How would the compiler handle that? It needs to decide how to connect the caller to the callee at compile time.
You could simulate that functionality by passing an array of Objects to one method and have that method sort out what to do based on the contents of the array.
Very poor coding technique. Subject to many errors.
By having multiple overloaded methods, the user of the method can call it with whatever type of data he/she wants and the compiler finds the correct method to use based on the method's signature(arg types).

Well that's why I'm asking, I'm the noob here :) If it can't be done fair enough I was just thinking there might be a class out there in the api or a method of coding where you can define a variable to refer to a primitive data type, thanks for the quick reply though I guess I'll just stick to good old copy/paste ;)

Is there a quick way to create a constructor, or any method for that matter, where the type of data structure created is decided when the method is called

Yes, the new Java collections API is full of examples of the same. Pick any class from the collections API and look at its source to get a feel of how things are done.
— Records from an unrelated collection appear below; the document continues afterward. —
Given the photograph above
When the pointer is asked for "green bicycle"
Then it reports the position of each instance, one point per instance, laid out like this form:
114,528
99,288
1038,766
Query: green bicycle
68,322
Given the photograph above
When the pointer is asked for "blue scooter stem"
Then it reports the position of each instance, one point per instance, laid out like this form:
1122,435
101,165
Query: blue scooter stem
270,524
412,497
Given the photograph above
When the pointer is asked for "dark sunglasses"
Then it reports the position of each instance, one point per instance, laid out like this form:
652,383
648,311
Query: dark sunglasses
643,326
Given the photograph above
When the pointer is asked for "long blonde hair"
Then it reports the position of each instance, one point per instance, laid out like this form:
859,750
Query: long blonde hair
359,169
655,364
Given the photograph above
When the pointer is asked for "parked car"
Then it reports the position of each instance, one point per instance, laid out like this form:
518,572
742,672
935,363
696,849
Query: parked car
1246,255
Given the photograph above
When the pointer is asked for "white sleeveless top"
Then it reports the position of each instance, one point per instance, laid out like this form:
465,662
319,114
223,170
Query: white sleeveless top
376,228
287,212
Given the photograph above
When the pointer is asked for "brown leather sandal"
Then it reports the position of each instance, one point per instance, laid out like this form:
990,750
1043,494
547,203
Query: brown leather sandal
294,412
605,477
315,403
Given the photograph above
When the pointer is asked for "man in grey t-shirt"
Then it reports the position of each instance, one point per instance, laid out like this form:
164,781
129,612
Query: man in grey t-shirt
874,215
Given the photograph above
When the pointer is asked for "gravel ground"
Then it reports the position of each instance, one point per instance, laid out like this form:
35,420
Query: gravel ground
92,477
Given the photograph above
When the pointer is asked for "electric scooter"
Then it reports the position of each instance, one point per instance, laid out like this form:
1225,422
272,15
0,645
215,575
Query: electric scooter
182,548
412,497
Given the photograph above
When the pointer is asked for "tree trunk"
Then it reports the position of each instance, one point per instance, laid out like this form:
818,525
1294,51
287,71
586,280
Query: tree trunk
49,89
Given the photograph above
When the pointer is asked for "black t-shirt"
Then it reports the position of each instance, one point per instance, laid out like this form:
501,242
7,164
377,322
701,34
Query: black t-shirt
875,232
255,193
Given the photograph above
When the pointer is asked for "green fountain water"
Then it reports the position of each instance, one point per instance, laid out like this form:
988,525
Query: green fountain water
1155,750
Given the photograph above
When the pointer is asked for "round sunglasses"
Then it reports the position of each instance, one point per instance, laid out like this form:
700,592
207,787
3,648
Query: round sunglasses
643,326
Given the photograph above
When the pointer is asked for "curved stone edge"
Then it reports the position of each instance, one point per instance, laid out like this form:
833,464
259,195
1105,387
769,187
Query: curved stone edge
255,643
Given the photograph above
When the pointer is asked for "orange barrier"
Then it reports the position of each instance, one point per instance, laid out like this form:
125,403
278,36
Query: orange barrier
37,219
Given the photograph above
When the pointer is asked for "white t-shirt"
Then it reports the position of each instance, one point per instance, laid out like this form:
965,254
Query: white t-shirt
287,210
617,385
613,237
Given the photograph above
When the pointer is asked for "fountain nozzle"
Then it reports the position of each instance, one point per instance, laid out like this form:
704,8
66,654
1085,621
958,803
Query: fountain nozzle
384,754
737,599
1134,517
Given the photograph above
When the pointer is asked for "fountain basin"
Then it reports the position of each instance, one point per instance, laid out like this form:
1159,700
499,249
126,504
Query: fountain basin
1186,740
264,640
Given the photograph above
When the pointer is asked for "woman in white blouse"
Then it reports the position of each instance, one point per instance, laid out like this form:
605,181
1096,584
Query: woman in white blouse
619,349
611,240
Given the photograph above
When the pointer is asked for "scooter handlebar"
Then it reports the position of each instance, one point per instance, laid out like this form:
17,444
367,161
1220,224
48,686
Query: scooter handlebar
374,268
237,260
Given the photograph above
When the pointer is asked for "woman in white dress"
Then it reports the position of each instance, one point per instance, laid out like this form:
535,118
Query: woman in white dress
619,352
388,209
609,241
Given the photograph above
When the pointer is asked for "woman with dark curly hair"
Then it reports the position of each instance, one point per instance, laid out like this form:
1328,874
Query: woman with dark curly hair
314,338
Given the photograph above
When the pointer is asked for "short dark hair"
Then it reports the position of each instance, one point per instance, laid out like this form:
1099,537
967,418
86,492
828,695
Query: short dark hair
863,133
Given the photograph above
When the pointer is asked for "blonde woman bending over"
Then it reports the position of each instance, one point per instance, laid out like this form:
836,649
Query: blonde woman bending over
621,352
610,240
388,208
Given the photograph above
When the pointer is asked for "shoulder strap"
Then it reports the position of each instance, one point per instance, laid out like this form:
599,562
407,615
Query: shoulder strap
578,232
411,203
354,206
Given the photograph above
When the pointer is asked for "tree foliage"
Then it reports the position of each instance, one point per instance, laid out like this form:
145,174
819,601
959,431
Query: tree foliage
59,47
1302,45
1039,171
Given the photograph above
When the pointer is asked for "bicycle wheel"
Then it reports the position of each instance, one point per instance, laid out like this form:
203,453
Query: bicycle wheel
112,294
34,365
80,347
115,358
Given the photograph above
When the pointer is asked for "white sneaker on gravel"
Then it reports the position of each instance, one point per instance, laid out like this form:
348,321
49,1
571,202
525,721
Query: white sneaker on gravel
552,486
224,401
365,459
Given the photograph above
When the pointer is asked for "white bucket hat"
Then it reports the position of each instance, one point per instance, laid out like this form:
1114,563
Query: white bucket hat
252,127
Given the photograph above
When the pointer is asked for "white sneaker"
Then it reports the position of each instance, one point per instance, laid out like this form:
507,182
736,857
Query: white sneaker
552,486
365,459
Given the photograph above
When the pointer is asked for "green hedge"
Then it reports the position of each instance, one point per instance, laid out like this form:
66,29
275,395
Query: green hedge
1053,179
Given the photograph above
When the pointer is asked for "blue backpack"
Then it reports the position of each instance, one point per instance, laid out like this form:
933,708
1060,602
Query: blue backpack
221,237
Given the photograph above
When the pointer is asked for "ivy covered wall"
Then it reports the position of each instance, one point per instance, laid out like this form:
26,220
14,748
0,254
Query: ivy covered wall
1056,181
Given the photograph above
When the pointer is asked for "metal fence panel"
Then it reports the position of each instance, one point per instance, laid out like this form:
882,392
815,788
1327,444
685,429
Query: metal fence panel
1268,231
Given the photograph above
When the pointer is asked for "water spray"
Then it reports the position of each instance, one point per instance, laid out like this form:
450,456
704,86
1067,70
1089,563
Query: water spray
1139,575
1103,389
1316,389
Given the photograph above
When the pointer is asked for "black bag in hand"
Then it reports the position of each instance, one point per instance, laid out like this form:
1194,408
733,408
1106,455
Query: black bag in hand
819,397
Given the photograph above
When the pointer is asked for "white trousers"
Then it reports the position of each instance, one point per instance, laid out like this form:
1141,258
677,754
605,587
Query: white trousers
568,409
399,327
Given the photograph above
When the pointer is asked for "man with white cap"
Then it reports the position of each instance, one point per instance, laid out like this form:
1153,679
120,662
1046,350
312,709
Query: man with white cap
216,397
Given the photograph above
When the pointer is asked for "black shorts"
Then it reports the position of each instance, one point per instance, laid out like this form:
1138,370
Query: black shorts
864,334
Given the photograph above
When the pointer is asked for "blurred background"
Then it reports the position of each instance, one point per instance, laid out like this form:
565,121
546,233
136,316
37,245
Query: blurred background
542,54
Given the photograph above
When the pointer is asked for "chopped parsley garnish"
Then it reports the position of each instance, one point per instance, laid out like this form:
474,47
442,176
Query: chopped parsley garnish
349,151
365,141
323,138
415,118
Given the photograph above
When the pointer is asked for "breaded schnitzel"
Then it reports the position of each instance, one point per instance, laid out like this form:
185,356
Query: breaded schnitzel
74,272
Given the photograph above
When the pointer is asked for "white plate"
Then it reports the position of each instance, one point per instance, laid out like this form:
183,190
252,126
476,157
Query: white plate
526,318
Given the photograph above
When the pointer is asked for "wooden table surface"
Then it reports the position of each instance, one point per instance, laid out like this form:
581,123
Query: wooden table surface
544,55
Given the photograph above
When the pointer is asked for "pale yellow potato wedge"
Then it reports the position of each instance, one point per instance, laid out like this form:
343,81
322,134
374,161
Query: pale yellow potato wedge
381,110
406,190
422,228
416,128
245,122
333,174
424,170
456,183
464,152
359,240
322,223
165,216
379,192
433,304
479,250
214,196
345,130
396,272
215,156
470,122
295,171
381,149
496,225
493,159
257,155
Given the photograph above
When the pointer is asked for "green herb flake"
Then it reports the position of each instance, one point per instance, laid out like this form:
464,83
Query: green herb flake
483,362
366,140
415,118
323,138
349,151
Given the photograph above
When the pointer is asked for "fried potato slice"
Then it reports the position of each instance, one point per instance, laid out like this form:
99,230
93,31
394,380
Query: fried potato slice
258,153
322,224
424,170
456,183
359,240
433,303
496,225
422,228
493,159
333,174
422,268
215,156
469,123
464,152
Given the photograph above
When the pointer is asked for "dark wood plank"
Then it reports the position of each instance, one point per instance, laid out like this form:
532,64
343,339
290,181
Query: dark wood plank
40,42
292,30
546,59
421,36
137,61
Read a bit about generics and you are good to go.

commented: concise, to the point, excellent links +1

Do you know about generics? They're a framework for doing what I think you're talking about. Using the standard library implementation of Stack, this line:

Stack <Card> cards = new Stack<Card>();

will create a Stack of Card objects - if it's not a Card, it won't go on the Stack. If you have GreetingCard and BusinesCard that extend Card, they'll be allowed.


Is that what you're after?

Yes that's pretty much it, thanks to you both for further help after I'd marked the thread solved.